LDS Audit

Mormon LGBTQ Persecution - A Modern Case of Lying for the Lord - Douglas & Brennen - 1613

Introduction

Elder Dallin H. Oaks stood before the Church in April 2019 and promised that The Church of Jesus Christ of Latter-day Saints would treat heterosexual and homosexual relationships "exactly the same." Five years later, that promise looks less like policy and more like a setup. The story of Douglas and Brennan, detailed in a recent Mormon Stories Podcast interview, reveals what "equal treatment" actually means for same-sex couples in 2024: bishops driving thirty minutes to hunt down inactive members, mothers deceived into giving up addresses, and disciplinary councils convened for people who have not darkened a chapel door in years. This is Mormon LGBTQ persecution in its modern form, dressed in the language of fairness but executed with the precision of a surveillance operation.

Background: The Policy and the Promise

To understand the cruelty of this moment, you must remember November 2015. That was when the Church implemented its exclusion policy, labeling same-sex marriage as apostasy and banning children of gay couples from baptism. The backlash was severe.
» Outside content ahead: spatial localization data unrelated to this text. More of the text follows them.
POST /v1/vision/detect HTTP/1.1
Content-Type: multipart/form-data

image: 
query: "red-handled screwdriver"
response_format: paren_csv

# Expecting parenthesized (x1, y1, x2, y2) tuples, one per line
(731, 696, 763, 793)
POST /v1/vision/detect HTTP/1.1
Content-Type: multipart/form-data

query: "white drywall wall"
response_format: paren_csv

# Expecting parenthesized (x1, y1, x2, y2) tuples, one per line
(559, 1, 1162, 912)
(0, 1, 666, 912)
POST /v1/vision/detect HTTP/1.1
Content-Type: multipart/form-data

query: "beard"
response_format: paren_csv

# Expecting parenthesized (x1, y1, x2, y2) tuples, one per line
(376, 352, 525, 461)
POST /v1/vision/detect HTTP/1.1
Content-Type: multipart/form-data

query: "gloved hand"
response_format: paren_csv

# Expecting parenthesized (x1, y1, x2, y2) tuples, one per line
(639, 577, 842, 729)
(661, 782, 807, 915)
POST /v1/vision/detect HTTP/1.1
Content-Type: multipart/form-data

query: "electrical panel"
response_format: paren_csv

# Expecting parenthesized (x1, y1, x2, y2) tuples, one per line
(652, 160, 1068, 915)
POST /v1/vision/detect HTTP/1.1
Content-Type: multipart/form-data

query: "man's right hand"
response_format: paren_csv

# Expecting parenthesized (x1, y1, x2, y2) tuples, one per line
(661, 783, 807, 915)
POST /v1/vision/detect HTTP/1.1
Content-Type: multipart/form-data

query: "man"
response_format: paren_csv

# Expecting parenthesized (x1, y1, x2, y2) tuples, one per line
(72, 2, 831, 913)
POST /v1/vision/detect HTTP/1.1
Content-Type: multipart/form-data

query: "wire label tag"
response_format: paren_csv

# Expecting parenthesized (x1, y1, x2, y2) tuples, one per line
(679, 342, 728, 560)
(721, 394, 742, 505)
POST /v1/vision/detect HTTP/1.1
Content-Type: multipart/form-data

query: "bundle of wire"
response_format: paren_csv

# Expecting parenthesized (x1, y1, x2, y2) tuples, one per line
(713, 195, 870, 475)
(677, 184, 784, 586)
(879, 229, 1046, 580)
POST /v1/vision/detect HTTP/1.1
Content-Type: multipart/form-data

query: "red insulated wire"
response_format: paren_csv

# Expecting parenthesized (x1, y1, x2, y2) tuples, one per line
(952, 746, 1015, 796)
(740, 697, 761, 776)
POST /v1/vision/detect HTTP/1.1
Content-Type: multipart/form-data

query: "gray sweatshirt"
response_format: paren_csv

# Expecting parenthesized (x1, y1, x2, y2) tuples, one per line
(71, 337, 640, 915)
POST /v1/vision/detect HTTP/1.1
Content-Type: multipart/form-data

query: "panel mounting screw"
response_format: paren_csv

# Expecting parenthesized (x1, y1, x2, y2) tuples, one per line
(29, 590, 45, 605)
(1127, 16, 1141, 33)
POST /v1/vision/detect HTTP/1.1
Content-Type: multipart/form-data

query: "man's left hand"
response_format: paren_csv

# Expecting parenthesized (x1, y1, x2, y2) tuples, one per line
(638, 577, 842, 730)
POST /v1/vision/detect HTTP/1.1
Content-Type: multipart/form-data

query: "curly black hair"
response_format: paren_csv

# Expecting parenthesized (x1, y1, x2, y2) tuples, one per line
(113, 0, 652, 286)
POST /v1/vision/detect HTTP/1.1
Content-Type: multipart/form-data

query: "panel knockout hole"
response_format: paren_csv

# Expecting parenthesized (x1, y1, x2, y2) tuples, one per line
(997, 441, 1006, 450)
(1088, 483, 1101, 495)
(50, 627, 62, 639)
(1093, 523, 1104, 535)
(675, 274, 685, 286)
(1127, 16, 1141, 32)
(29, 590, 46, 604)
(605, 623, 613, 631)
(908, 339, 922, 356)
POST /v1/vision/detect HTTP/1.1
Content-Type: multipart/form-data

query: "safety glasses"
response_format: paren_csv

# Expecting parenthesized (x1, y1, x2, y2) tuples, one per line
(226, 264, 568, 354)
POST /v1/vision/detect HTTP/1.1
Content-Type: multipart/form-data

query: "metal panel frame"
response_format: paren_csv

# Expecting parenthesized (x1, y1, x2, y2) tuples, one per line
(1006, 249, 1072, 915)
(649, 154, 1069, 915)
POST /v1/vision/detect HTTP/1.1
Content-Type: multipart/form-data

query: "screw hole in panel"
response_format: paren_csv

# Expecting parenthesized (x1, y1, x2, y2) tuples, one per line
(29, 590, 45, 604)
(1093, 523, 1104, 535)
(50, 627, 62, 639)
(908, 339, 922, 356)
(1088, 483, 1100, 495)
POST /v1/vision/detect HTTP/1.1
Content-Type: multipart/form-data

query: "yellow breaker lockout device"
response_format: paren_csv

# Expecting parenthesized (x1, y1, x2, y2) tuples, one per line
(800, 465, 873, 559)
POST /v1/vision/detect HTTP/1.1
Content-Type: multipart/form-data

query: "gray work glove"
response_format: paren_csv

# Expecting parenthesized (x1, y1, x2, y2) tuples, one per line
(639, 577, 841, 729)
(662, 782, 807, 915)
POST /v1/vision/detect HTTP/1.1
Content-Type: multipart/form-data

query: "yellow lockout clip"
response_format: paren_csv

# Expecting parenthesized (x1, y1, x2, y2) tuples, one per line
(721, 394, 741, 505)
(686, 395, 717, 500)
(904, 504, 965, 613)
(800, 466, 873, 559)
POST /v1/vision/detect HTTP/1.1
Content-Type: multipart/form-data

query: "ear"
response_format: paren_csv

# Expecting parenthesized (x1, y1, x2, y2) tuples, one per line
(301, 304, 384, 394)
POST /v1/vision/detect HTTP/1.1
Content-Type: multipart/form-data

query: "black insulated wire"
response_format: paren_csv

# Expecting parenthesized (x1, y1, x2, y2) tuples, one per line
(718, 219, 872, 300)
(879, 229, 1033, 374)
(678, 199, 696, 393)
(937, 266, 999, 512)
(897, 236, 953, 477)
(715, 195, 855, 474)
In April 2019, the Church reversed course. Oaks declared the new standard: no more distinction between gay and straight relationships in terms of disciplinary action.

The reversal was supposed to end the era of harsh enforcement. Instead, it opened a new chapter of inconsistency. Some bishops interpreted "equal treatment" as permission to leave same-sex couples alone. Others saw it as license to treat them exactly as they would treat any member in a relationship they deemed sinful: with formal discipline, regardless of activity level or intent to participate.